Add AI to Your Erlang App
View SourceThis guide shows how to integrate AI and machine learning capabilities into your Erlang application using erlang_python.
Overview
Erlang excels at building distributed, fault-tolerant systems. Python dominates the AI/ML ecosystem with libraries like PyTorch, TensorFlow, sentence-transformers, and OpenAI clients. erlang_python bridges these worlds, letting you:
- Generate text embeddings for semantic search
- Call LLM APIs (OpenAI, Anthropic, local models)

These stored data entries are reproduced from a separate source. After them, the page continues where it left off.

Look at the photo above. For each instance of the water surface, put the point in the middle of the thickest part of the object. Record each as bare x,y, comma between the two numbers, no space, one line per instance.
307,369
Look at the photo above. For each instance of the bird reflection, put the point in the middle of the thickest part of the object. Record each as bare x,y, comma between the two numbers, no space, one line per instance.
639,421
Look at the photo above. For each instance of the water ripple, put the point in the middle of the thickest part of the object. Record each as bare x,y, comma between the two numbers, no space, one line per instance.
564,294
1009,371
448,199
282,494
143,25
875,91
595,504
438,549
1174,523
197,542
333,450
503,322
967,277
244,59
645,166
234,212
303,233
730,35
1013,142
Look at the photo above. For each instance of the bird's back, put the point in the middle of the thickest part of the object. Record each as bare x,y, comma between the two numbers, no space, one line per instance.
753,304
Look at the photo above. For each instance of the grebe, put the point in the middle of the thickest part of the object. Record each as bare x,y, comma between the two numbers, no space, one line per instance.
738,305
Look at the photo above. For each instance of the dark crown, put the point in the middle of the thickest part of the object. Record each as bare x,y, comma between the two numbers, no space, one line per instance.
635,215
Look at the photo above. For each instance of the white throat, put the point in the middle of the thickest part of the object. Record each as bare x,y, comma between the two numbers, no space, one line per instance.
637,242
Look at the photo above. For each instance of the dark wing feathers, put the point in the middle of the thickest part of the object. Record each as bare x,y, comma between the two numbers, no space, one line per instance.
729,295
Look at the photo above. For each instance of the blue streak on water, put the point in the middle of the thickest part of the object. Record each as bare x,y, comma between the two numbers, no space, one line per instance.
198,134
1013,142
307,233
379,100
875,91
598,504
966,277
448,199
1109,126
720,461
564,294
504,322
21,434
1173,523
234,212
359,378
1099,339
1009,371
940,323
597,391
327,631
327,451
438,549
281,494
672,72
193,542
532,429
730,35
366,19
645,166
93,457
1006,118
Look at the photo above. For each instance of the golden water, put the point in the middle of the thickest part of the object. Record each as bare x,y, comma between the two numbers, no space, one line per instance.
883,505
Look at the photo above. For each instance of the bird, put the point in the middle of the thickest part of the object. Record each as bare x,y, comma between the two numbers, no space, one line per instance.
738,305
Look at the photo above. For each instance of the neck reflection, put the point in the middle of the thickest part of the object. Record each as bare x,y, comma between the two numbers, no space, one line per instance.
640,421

- Run inference with pre-trained models
- Build RAG (Retrieval-Augmented Generation) systems
- Leverage Erlang's concurrency from Python (10x+ speedups)
Setup
1. Create a Virtual Environment
# Create venv with AI dependencies
python3 -m venv ai_venv
source ai_venv/bin/activate
# Install common AI libraries
pip install sentence-transformers numpy openai anthropic
2. Activate in Erlang
1> application:ensure_all_started(erlang_python).
{ok, [erlang_python]}
2> py:activate_venv(<<"/path/to/ai_venv">>).
okText Embeddings
Embeddings convert text into numerical vectors, enabling semantic search, clustering, and similarity comparisons.
Using sentence-transformers
%% Load a model - NOTE: This loads in one worker only.
%% Each worker will lazy-load the model on first use.
init_embedding_model() ->
py:exec(<<"
from sentence_transformers import SentenceTransformer
model = SentenceTransformer('all-MiniLM-L6-v2')
">>).
%% Better pattern: use a module that lazy-loads
%% and cache embeddings in shared state
%% Generate embedding for a single text
embed(Text) ->
{ok, Embedding} = py:eval(
<<"model.encode(text).tolist()">>,
#{text => Text}
),
Embedding.
%% Generate embeddings for multiple texts (more efficient)
embed_batch(Texts) ->
{ok, Embeddings} = py:eval(
<<"model.encode(texts).tolist()">>,
#{texts => Texts}
),
Embeddings.Example: Semantic Search
-module(semantic_search).
-export([index/1, search/2]).
%% Index documents with their embeddings
index(Documents) ->
Embeddings = embed_batch(Documents),
lists:zip(Documents, Embeddings).
%% Search for similar documents
search(Query, Index) ->
QueryEmb = embed(Query),
Scored = [{Doc, cosine_similarity(QueryEmb, DocEmb)}
|| {Doc, DocEmb} <- Index],
lists:reverse(lists:keysort(2, Scored)).
%% Cosine similarity in Erlang
cosine_similarity(A, B) ->
Dot = lists:sum([X * Y || {X, Y} <- lists:zip(A, B)]),
NormA = math:sqrt(lists:sum([X * X || X <- A])),
NormB = math:sqrt(lists:sum([X * X || X <- B])),
Dot / (NormA * NormB).Example: Using the Search
1> semantic_search:init_embedding_model().
ok
2> Docs = [
<<"Erlang is great for building distributed systems">>,
<<"Python excels at machine learning">>,
<<"The BEAM VM provides fault tolerance">>,
<<"Neural networks require GPU acceleration">>
].
3> Index = semantic_search:index(Docs).
4> semantic_search:search(<<"concurrent programming">>, Index).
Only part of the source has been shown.